Num trabalho de matemática, que é realmente uma brilhante proeza intelectual de primeira grandeza, Gödel demonstrou que a aritmética com a qual todos estamos familiarizados é incompleta: isto é, em qualquer sistema que tenha um conjunto finito de axiomas e regras de inferência, e que seja amplo o suficiente para conter a aritmética comum, há sempre afirmações verdadeiras do sistema que não podem ser provadas com base naquele conjunto de axiomas e regras de inferência. O resultado é conhecido como Primeiro Teorema da Incompletude de Gödel [...]. Em outras palavras, se a aritmética é consistente, então esse fato é uma das coisas que não podem ser provadas no sistema. É algo no qual só podemos crer com base nas evidências, ou mediante o apelo a axiomas mais altos. Isso foi sucintamente resumido dizendo que se uma religião é algo cujos fundamentos se baseiam na fé, então a matemática é a única religião que pode provar que é uma religião! (LENNOX, 2013, p72-73).

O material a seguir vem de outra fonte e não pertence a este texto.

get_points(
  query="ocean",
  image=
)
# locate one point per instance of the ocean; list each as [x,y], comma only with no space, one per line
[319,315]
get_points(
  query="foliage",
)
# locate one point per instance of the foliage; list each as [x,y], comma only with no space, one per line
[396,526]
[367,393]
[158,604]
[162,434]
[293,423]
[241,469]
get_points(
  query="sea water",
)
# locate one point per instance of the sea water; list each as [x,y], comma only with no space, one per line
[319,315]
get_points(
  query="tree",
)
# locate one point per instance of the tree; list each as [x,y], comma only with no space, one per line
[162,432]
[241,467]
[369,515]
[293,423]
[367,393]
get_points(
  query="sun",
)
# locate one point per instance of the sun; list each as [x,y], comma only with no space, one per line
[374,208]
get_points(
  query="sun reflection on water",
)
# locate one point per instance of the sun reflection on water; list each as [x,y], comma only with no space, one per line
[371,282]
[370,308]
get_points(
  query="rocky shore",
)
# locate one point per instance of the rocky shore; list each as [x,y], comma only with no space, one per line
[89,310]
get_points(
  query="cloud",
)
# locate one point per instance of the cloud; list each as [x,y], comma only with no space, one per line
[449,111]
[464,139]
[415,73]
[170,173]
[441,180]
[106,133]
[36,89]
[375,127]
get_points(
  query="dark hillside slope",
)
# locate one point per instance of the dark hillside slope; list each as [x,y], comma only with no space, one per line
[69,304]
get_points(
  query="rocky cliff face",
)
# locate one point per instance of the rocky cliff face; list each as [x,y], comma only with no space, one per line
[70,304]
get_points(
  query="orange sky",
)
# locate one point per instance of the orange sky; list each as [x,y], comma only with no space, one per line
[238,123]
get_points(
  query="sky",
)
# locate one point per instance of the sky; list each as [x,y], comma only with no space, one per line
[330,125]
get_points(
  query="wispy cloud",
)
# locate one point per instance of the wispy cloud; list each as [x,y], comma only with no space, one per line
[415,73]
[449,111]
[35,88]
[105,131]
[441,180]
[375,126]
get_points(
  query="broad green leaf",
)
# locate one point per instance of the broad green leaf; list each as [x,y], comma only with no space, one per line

No Direito, após reconhecer sua existência necessária nas relações do homem em sociedade, é possível criticar o materialismo por reduzir o Direito ao aspecto econômico:

Segundo o chamado “materialismo histórico” o Direito não seria senão uma superestrutura de caráter ideológico, condicionada pela infraestrutura econômi-ca. É esta que, no dizer de Marx, modela a sociedade, determinando as formas de Arte, de Moral ou de Direito, em função da vontade da classe detentora dos meios de produção. Em palavras pobres quem comanda as for-ças econômicas através delas, plasma o Estado e o Direito, apresentando suas volições em roupagens ideológicas destinadas a disfarçar a realidade dos fatos [...] Cabe, outrossim, ponderar que assim como o fator econômico atua sobre o Direito, este resulta também de elementos outros, de natureza religiosa, ética, demográfica, geográfica, etc.; o que demonstra a unilateralidade e a inconsistência de todas as teorias que como a Marxista, enxergam no homem apenas uma das suas múltiplas dimensões. (REALE, 1990, p.21-22)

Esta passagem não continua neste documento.